Why does Silicon Valley look to it as a great source of brilliant minds and brilliant ideas?
It has high intellectual standards, of course. And it values entrepreneurship. But diversity is its indispensable ingredient.
Their students come from everywhere. Fully half the graduate engineering students are international.
And the University of Waterloo’s domestic students are drawn from Canada’s student population—one of the most diverse in the world.
Now many of you have reached out to me recently in thanks for Canada’s compassionate response to the Syrian refugee crisis.
But let me tell you something, when I welcomed those families to Toronto last month, I welcomed them as new Canadians and as the future of the Canadian economy.
Diversity isn’t just sound social policy. Diversity is the engine of invention.
It generates creativity that enriches the world.
We know this in Canada. Frankly, our recent election reminded us all that people can respond to a positive, inclusive vision of society.
The result is creativity that enriches Canada and the world.
We know this in Canada. Frankly, our recent election showed the world that Canadians reject negative and divisive politics and policies.
And that makes me profoundly optimistic and confident.
Canada was mostly known for its resources. I want you to know Canadians for our resourcefulness.
I would bet that almost all of you have Canadians in leadership positions in your companies—you may not know it because we don’t often shout it from the rooftops, some clichés about Canadians are true. In fact, at least half of you have hired Dominic Barton at one point or another.
We have a diverse and creative population, outstanding education and healthcare systems, and advanced infrastructure. We have social stability, financial stability and a government willing to invest in the future.
It’s not a coincidence that Canada is always found at or near the top of lists that countries want to be at or near the top of.
Canada has something else that isn’t so easily quantifiable. Confidence.
Canadians are remarkably confident. We believe in progress. And we are willing to work very, very hard to make it happen.
Our natural resources are important, and they always will be. But Canadians know that what it takes to grow and prosper isn’t just what’s under our feet, it’s what between our ears.
Our recent election showed that Canadians understand that confident countries invest in their future.
And these days, it seems the global supply of confidence is dwindling.

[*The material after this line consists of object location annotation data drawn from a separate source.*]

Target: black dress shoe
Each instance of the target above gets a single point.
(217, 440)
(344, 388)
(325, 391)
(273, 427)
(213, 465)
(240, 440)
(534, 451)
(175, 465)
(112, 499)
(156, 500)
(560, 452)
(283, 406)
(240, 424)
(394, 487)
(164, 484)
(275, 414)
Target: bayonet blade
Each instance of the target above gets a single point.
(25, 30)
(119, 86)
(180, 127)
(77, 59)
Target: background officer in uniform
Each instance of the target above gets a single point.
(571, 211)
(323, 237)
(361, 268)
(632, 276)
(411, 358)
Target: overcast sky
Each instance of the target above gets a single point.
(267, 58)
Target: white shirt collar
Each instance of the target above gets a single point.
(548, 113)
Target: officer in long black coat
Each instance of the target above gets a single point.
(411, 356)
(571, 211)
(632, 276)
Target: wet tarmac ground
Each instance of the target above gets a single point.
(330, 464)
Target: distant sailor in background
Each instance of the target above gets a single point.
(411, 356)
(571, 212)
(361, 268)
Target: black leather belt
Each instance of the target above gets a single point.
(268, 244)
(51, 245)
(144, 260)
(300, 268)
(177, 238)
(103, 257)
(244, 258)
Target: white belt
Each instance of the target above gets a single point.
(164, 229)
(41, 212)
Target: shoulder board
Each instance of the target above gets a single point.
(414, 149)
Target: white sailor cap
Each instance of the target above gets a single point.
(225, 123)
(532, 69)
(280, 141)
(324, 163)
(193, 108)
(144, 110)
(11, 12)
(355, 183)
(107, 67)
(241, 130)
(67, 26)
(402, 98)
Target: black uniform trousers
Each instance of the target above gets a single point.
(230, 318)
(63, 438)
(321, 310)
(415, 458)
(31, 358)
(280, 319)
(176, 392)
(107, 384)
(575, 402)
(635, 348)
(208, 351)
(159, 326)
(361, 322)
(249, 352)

Some now say that it is impossible to change the face of global inequality—we’ve gone too far down one road to alter our course and invest in shared prosperity.
Others insist that climate change is reason to despair. It’s too late to avoid catastrophe, they say. Or the only way to avoid catastrophe is to abandon economic growth.
Still others question diversity. People of different cultures and languages cannot live together harmoniously, they say. Diversity means instability and insecurity. Diversity is dangerous.
I don’t believe any of that.
We can grow the middle class so that those who study and work hard and save will be rewarded.
We can fight climate change without sacrificing growth and prosperity. In fact, our global push toward a low-carbon economy will produce new companies, new growth, and new prosperity.
And, yes, we can embrace diversity and the new ideas that spring from it, while simultaneously fostering a shared identity and shared values in safe, stable communities that work.
The one thing certain about the next industrial revolution is like the three that preceded it, it will bring enormous change.
If you are looking for a country that has the diversity, the resilience, the positivity and the confidence that will not just manage this change but take advantage of it, there has never been a better time to look to Canada.